Nawaz Sharif, Prime Minister of a country experiencing a severe nationwide power crisis, is now betting on a Chinese investment of $21 billion in the energy sector with the belief that increasing the cash flow into this sector would create millions of jobs and increase electricity production in addition to reviving the economy.
Ongoing Chinese-financed Energy Pojects In Pakistan
While the Chinese government pledged to invest $21 billion in energy sector to help Pakistan successfully recover from decades of power shortages, as a part of its plans of upgrading the existing power infrastructure in Pakistan, China has provided valuable engineering resources, and thousands of trained workers and engineers.
Pakistan has currently more than 10,000 Chinese workers involved in 10 different energy projects that have been mutually initiated by the governments of two countries.
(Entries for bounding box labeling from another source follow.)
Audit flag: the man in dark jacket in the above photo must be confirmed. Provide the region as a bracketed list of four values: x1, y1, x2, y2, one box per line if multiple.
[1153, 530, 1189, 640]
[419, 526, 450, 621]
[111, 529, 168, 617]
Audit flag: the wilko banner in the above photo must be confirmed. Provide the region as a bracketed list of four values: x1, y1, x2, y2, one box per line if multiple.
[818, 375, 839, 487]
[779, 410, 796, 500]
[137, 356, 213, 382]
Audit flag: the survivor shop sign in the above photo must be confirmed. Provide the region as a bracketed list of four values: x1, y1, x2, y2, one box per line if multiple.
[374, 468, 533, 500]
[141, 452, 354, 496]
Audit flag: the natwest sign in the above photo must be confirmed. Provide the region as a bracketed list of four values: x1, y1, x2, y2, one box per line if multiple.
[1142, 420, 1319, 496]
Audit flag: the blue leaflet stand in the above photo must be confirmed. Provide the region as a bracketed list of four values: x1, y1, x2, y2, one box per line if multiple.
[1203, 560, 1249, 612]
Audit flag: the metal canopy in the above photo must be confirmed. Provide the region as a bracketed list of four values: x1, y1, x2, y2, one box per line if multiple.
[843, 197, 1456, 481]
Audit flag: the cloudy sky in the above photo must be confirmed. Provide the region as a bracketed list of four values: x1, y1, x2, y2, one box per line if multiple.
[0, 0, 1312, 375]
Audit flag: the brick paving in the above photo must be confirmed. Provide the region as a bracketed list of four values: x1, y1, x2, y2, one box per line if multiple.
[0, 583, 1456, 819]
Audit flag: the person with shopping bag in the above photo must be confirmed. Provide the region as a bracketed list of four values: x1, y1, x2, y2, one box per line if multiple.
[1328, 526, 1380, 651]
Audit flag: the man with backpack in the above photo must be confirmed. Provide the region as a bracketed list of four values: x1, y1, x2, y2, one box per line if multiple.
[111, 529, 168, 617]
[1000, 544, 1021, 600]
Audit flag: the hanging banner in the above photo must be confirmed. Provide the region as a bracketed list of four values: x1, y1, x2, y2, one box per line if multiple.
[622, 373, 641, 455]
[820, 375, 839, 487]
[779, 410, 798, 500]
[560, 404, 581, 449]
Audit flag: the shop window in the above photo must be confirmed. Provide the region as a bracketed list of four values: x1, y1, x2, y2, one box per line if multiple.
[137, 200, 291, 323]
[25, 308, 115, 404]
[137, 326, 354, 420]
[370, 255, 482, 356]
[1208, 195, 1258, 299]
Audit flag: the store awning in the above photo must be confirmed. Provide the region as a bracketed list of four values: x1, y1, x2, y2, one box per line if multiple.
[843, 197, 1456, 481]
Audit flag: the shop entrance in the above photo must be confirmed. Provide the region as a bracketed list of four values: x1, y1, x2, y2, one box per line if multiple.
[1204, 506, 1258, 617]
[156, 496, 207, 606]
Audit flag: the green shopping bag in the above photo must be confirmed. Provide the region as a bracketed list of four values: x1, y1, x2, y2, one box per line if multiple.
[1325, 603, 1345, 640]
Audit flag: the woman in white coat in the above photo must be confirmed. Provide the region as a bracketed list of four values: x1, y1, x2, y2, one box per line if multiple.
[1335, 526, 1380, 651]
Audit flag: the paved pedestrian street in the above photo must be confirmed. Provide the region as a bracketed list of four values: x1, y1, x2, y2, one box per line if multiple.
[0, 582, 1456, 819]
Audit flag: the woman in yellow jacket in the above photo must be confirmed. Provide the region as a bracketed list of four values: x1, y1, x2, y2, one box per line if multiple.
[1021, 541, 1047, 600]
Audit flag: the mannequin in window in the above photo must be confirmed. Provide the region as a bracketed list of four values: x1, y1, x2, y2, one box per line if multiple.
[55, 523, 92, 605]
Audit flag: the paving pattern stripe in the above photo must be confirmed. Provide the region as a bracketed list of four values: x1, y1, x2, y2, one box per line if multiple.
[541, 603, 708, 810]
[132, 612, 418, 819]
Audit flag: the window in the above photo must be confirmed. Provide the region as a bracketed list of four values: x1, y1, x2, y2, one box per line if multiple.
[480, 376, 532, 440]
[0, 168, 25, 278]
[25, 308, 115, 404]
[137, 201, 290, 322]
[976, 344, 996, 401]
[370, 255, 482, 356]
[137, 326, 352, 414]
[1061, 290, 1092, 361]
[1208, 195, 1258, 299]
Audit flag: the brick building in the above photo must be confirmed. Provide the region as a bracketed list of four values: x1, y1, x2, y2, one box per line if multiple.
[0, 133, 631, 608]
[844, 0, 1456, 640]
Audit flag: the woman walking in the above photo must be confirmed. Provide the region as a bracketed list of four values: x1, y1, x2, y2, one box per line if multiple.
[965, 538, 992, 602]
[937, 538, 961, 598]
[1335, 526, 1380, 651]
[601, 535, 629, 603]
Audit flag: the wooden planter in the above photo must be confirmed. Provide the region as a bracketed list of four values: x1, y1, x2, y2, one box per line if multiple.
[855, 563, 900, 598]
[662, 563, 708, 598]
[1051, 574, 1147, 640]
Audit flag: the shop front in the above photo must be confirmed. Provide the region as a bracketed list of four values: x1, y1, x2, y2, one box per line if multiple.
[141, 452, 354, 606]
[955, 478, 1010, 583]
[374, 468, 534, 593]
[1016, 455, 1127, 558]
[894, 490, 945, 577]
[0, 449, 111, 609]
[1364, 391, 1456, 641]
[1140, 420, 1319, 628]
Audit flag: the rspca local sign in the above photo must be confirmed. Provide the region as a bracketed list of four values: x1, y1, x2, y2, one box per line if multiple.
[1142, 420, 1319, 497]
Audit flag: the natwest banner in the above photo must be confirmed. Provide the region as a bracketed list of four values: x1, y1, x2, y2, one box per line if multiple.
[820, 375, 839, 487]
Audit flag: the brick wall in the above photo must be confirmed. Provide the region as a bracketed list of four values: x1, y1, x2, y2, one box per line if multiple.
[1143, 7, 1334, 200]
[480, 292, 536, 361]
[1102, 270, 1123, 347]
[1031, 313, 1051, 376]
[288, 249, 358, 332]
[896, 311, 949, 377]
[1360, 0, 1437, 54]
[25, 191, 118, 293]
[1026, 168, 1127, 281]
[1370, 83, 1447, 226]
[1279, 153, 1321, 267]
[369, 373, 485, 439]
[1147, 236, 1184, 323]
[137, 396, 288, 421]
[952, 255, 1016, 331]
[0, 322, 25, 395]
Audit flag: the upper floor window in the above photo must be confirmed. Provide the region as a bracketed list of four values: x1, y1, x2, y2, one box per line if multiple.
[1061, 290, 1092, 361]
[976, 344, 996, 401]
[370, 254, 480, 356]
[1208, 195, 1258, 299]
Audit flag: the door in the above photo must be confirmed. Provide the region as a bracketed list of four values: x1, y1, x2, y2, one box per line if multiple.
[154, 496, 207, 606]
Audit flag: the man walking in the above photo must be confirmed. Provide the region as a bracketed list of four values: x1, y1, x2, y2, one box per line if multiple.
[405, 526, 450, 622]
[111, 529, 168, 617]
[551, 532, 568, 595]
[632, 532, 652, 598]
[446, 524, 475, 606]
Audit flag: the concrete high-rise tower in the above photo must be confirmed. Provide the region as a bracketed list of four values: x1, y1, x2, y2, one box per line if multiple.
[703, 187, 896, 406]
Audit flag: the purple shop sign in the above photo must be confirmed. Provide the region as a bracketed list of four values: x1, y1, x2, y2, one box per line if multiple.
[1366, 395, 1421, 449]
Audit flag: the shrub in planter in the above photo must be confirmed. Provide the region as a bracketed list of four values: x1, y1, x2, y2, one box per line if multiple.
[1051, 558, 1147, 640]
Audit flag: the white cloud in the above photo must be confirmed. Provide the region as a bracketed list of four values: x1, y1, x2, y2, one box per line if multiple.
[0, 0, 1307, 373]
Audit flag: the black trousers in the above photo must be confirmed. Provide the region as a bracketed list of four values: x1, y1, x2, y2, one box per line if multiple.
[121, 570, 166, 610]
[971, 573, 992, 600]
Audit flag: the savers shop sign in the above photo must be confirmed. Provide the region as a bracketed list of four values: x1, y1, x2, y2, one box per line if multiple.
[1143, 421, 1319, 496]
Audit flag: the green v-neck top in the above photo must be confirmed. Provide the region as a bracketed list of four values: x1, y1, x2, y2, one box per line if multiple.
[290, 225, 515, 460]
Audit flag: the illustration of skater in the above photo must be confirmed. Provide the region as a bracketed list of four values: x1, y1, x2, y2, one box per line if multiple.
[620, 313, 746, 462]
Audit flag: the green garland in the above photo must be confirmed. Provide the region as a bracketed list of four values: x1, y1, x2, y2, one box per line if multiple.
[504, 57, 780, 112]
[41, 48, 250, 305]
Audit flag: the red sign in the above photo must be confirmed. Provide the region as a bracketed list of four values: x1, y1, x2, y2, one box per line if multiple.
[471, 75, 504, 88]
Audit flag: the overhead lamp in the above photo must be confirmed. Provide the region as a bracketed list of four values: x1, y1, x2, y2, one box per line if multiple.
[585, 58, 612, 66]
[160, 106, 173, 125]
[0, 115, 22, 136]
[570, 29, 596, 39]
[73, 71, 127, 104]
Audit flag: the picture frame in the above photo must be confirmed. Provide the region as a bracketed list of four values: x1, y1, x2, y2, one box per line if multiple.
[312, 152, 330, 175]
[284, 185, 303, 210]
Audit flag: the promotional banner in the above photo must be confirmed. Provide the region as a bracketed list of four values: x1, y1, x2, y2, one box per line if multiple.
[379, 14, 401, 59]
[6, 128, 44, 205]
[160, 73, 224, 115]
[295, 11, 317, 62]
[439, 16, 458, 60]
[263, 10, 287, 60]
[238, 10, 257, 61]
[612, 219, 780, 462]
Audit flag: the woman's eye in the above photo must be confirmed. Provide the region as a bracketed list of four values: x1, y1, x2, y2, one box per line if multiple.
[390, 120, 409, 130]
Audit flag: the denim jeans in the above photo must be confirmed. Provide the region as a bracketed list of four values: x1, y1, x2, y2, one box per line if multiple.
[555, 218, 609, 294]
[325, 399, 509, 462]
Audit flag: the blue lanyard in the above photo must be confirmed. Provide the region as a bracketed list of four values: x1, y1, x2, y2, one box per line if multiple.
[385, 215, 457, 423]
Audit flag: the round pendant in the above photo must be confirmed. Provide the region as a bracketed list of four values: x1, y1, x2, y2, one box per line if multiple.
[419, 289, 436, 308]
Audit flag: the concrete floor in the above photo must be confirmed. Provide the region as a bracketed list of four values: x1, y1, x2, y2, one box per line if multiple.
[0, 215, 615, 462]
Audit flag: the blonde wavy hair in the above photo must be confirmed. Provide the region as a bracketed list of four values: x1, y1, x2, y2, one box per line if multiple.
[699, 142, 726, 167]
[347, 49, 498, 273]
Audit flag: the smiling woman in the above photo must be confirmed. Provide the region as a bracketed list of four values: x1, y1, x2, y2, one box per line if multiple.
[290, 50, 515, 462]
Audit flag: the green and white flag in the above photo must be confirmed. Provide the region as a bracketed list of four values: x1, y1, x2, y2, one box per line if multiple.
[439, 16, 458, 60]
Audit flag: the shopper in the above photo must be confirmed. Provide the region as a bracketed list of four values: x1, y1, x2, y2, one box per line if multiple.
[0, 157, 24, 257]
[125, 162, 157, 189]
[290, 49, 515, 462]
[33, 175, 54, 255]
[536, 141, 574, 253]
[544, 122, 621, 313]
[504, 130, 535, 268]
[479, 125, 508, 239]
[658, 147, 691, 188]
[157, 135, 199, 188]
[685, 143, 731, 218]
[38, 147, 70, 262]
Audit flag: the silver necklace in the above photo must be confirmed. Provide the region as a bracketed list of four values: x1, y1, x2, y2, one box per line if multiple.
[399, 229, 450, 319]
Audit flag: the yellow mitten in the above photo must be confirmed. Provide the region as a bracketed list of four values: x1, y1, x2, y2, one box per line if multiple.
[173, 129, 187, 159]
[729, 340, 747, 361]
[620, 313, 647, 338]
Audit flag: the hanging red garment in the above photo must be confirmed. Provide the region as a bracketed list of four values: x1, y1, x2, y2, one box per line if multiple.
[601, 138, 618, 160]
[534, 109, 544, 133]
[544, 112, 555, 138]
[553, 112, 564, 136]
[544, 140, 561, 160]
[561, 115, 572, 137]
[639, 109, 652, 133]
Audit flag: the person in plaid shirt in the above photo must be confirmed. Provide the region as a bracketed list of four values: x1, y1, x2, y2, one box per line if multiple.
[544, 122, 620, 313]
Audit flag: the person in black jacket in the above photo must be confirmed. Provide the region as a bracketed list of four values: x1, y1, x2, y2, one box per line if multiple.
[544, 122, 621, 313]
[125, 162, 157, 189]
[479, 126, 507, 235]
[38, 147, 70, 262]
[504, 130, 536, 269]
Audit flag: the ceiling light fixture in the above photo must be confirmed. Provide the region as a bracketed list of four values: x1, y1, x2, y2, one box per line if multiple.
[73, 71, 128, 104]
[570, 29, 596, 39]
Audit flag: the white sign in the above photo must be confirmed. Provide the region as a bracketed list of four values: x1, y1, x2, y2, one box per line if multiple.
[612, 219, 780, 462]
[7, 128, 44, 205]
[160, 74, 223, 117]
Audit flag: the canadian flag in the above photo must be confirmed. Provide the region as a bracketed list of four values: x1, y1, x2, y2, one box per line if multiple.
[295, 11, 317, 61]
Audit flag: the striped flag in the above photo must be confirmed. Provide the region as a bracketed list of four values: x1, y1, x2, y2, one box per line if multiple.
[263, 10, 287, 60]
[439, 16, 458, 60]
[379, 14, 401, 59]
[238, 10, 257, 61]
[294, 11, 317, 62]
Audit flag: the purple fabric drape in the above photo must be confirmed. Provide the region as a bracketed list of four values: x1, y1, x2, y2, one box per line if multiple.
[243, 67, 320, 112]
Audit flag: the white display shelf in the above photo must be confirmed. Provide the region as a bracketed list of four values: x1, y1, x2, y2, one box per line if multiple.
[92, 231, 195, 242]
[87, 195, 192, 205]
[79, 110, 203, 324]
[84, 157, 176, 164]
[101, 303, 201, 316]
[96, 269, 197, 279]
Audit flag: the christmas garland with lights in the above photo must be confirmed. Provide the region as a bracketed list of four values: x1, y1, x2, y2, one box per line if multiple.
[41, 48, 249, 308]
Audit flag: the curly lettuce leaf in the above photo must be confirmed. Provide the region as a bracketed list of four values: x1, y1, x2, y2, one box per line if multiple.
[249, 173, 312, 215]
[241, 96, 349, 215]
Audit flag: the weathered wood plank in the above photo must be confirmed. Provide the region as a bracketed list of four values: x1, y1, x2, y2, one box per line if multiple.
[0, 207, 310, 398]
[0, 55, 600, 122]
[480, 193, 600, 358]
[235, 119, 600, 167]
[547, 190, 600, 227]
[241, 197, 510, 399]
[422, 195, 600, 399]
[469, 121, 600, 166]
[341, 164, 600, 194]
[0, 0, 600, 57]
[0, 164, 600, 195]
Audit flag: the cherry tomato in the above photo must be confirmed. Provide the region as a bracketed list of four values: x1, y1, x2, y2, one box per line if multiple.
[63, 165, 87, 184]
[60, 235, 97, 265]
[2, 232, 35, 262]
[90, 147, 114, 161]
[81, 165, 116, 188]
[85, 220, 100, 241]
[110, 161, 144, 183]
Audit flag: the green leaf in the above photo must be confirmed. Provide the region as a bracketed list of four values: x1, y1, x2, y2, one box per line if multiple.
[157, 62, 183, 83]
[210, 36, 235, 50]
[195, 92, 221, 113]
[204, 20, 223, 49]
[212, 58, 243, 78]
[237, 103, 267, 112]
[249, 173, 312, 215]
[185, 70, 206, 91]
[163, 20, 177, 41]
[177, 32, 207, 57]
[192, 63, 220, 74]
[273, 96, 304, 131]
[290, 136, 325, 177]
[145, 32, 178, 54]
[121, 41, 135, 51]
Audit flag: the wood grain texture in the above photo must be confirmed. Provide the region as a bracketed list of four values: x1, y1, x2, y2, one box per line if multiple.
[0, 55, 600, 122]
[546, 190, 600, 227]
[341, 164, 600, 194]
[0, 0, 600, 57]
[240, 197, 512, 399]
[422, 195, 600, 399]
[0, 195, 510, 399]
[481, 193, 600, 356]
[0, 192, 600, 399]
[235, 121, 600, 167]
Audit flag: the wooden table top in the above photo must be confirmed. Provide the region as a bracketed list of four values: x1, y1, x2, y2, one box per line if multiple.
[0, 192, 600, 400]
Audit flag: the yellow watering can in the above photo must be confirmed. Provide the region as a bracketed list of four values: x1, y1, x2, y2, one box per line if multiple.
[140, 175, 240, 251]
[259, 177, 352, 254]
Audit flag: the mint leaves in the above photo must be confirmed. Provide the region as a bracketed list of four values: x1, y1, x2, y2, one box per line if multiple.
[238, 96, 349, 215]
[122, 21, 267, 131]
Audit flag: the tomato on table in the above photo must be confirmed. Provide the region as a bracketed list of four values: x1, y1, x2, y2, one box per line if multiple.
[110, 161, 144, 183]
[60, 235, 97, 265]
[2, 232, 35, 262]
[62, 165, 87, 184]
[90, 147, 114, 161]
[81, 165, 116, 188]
Additionally, the researchers estimated the total overall energy output would be increased by 60% within two years. That will be the first major boost to the energy sector over the recent years. The federal government is looking forward to inaugurate a nuclear power plant by the end of this month and a pipeline network by the start of 2017.
A $2 billion coal power plant is under construction at Port Qasim, Karachi. The project started in late 2015, and with just months to go before its expected opening, one 400-foot high cooling tower is complete, and the second one is almost near the finish line. Around 4,000 people, half of which are Chinese, are now working 24 hours a day, seven days a week, to deliver the project on time and within budget.
Syed Akhtar Ali, in charge of energy at the Federal Planning Commission, expressed his confidence on the configuration and performance of ongoing project operations. He said:
“Never in the history of Pakistan has there been such a big package of electricity plants in the pipeline.”
Economic Recovery under Prime Minister Sharif
Since 2013, under Mr. Sharif’s government, economic growth has been relatively stable, rising to almost 5%. The growth is considered significant as compared to the past recoveries. Notably, the government has set the growth target for next year around 7%, however, it’s an enormous challenge in itself. Reviving the energy situation in the country is the nucleus the lofty economic aspiration. Mr. Sharif is racing to fulfill his pledge and become the first incumbent to be re-elected in a country whose voters—or the interventionist military—have long ousted its leaders for their poor performance.
Shahid Khaqan Abbasi, the federal minister for petroleum Natural Resources opined:
“Electric power is going to be the swing factor in the election.
If we don’t deliver on power, we won’t be seen as having delivered.”
Andrew Small, author of The China-Pakistan Axis extended:
“The Chinese hope that, over time, greater economic success for its Pakistani ally will act as a source of stability and help to de-radicalize society.
If you have a more normalized Pakistani economy and closer economic linkages within the region, this will at least mitigate some of the long standing conflictual tendencies that exist there.”